Few if any professions I've ever heard of get blanket legal defense from their union or professional association to defend them against their own blanket misconduct. Soldiers for example manage without it.
Do they expect defense from blanket misconduct, or from accusations of misconduct while performing their professional duties? There are plenty of rotten cops, and significant institutional rot in police depts, but it's seems unworkable to suggest that they should be on the hook for legal fees to defend against complaints filed in the line of duty.
Any system that takes seriously legal complaints against police will inevitably have false positives, which means that even a hypothetically-perfect cop who never does anything wrong risks being exposed to legal fees.
> Soldiers for example manage without it.

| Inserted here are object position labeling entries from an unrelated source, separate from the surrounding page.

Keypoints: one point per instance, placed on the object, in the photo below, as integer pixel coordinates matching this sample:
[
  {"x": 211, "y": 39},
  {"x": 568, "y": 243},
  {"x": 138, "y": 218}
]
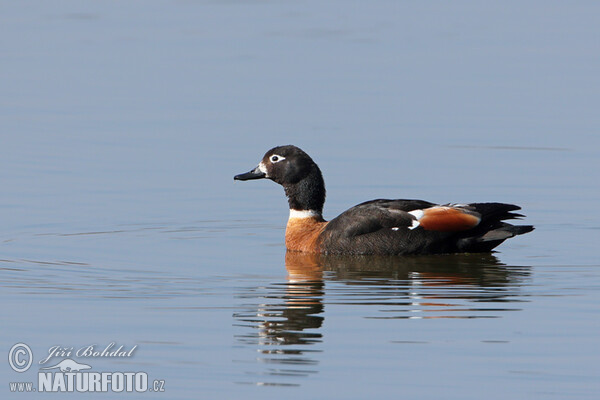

I'm not sure this is a great example; the limiting of rights that soldiers are subject to is pretty despicable IMO; there are plenty of phenomena we'd consider horrific in civil society that have been the norm for thousands of years of military history (hell, the rape problem in the military was treated with as much apathy as the rape problem in _prison_, of course until women started being victims in non-trivial numbers).
We have an even bigger problem facing up to police misconduct in the US and the multiple layers of extra protection police get when something violent happens: (1) time to figure out their story before they are questioned, which normal people don't get, often based on union contracts (2) often cities have contracts to keep misconduct hidden, and we see many of these problem officers with multiple misconduct issues over the years until they finally go a bit too far (3) the supreme court and legal doctrine that sets a very high bar especially for convicting police of malfeasance.